What you need to know about Intel’s new mobile chips

Intel announced its plans for 2015 at Mobile World Congress on Monday and one of its bigger announcements is that its long-awaited mobile-focused system on a chip will ship in devices before the end of the year. As more smartphones start to be powered by Intel-designed silicon, here’s what you need to know:

What they’ll be called

Intel announced that its mobile product branding will match its Core desktop processor branding, with various tiers labeled with x3, x5, and x7 model numbers. Intel previously referred to its mobile SoC as SoFIA, which was a codename. When it ships, it will be sold under the Atom X3 moniker.


The similarly named Atom X7 and the Atom X5 are different chips, without integrated radios, and with a much different focus. The Atom X5 and Atom X7 will probably land in tablets and laptops, not smartphones, running “full Windows and Android.” They figure to be a lower-cost alternative to Intel’s Core M line. If those devices need LTE connectivity, they will be powered by a separate modem. 

Intel’s SoC is for low end devices

Intel stood by while Qualcomm took over the mobile chip market the last few years, and although it’s starting to catch up, it’s not going toe-to-toe in the high end. “They’re still setting the pace,”  Intel VP Aicha Evans told PC World. “I am happy they’re no longer years ahead of us; we’re now talking months.”

The x86-based Atom X3 is headed for phones selling for as little as $75. There will be three Atom X3 chips, two of which will ship with an integrated 3G radio, as opposed to the speedier LTE radios now standard in developed markets. (An Atom X3 with an LTE radio that supports up to 14 LTE bands is promised for the second half of 2015.)
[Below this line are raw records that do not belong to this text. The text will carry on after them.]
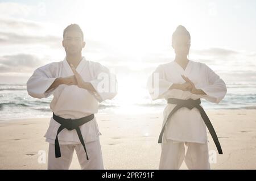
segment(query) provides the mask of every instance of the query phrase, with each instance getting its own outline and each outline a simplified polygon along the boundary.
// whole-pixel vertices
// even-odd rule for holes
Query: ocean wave
[[[51,112],[51,110],[49,108],[32,108],[32,110],[36,110],[36,111],[40,111],[42,112]]]
[[[27,89],[24,88],[0,88],[0,91],[5,90],[16,91],[16,90],[26,90]]]
[[[13,106],[13,107],[17,107],[17,106],[22,106],[22,107],[29,107],[29,105],[27,105],[24,103],[15,103],[13,102],[9,102],[9,103],[0,103],[0,107],[2,107],[4,106]]]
The graphics processor designs for the Atom X3, however, will be provided by ARM. All three Atom X3 chips will include various Mali GPUs.

For now, the 64-bit capable Atom X3 is only for Android devices, but the LTE version will support Windows 10 phones as well — possibly shaking up Qualcomm’s monopoly so far on Microsoft’s mobile OS it should support up to 14 LTE bands on a single chip. But even the LTE-equipped versions of the Atom X3 should be affordable with devices retailing for under $150.
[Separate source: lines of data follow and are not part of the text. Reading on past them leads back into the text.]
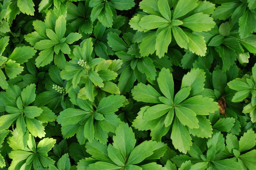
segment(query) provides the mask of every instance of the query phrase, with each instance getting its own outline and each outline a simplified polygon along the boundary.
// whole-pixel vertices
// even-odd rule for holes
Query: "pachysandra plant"
[[[192,145],[190,134],[211,137],[212,128],[205,116],[219,107],[212,99],[198,95],[204,90],[205,74],[202,70],[192,69],[183,76],[181,89],[175,96],[172,74],[165,68],[157,78],[163,95],[150,85],[140,83],[135,86],[132,90],[135,100],[157,104],[141,108],[133,126],[140,130],[151,130],[152,138],[158,141],[171,127],[172,145],[185,153]]]
[[[252,75],[237,78],[228,83],[229,87],[237,91],[232,98],[233,102],[239,102],[249,97],[249,102],[244,107],[243,113],[250,113],[252,122],[256,122],[256,64],[252,68]]]
[[[68,108],[61,112],[57,121],[61,125],[61,132],[65,138],[76,134],[80,144],[85,139],[94,139],[102,143],[108,141],[108,133],[114,132],[120,120],[114,113],[123,106],[123,96],[111,95],[103,98],[98,105],[88,100],[77,99],[80,108]]]
[[[171,6],[168,0],[143,0],[140,2],[140,7],[145,13],[134,17],[130,25],[135,30],[146,32],[146,36],[139,45],[141,55],[147,56],[156,51],[159,58],[163,57],[167,52],[172,35],[180,47],[197,55],[205,55],[207,48],[204,37],[193,32],[207,31],[214,27],[215,22],[209,15],[213,12],[214,5],[197,0],[175,2]],[[207,6],[207,10],[202,6]],[[174,10],[171,11],[172,8]],[[156,29],[156,31],[150,31]]]
[[[66,63],[65,69],[61,72],[61,77],[69,81],[73,88],[82,83],[84,85],[78,94],[79,97],[92,102],[97,95],[97,91],[95,92],[97,88],[111,94],[120,93],[116,85],[110,80],[117,76],[116,72],[122,64],[120,60],[94,58],[92,46],[91,39],[87,39],[81,47],[75,47],[73,51],[73,58]]]
[[[0,0],[0,169],[256,170],[255,0]]]
[[[79,40],[81,35],[71,32],[66,36],[66,19],[63,15],[58,16],[53,11],[47,13],[45,21],[33,21],[35,32],[24,37],[31,45],[40,51],[36,59],[37,67],[42,67],[54,60],[58,67],[63,69],[66,59],[64,54],[71,53],[68,44]]]
[[[91,157],[80,160],[78,170],[167,170],[154,161],[163,156],[166,144],[146,140],[135,147],[134,134],[126,124],[121,124],[115,133],[113,143],[108,146],[97,140],[87,142],[86,151]],[[140,154],[142,151],[143,154]]]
Anteing up to table stakes

Intel’s been talking up its SoFIA processor since 2013, and it’s different from previous Intel mobile processors because it’s an integrated chip. Although Intel has made processors and separate modems for mobile devices in the past, the Atom X3 integrates them on the same chip, matching similar SoC products from Qualcomm, MediaTek, and others.

Last year, Atom chips started popping up in many tablets — pushing the company to the number two spot in terms of tablet chip market share — running both Android and Windows, but they were bolstered by Intel’s costly decision to essentially subsidize manufacturers using Intel chips. Last fall, Intel also announced an Asus phone with an Intel LTE modem, which also landed in certain tablets. But putting the modem and processor on the same chip is a big leap forward for Intel, and one that opens up many possibilities.


Intel will continue to sell standalone parts for manufacturers, including a new LTE modem, the XMM 7350, as well as separate GPS and NFC controllers.

Intel inside — helped by Rockchip

Intel’s Atom processors are largely fabricated by TSMC, thanks to its 28nm process, instead of in its own fabs. But the Atom X3 marks yet a another subtle change to Intel’s strategy. As expected when the partnership was announced last year, Intel will license some of its intellectual property to Chinese chip maker Rockchip, which also licenses chip designs from ARM, by the way.

Rockchip doesn’t own its own fabs, but it will be responsible for the Atom X3-C3230RK, a quad-core version of the entry level 3G Atom X3, and presumably getting it installed in low-cost Chinese “white-box” devices — something the company specializes in.

Atom chips might be fast, but battery life is up in the air

If you’ve used an Intel-powered Android tablet, you know that its battery life can’t stand up to a ARM-based tablet. That looks like the case for Intel’s new Atom processors too, based on the fact the company is playing up performance instead. Intel compared its Atom X3 to Qualcomm’s low-end Snapdragon 200, and says it is 1.5 times faster, according to benchmarks.

However, you rarely hear smartphone users ask for more raw processing power. Usually, they’d rather have a few more hours of battery life. But Intel hasn’t released power tests for its new chips yet.

The devices

Intel hasn’t officially announced the first devices to use its Atom X3 SoC, but it says that “twenty companies” including Asus and Jolla — and probably a good number of less famous Chinese manufacturers like Quanta and Pegatron — will be making them.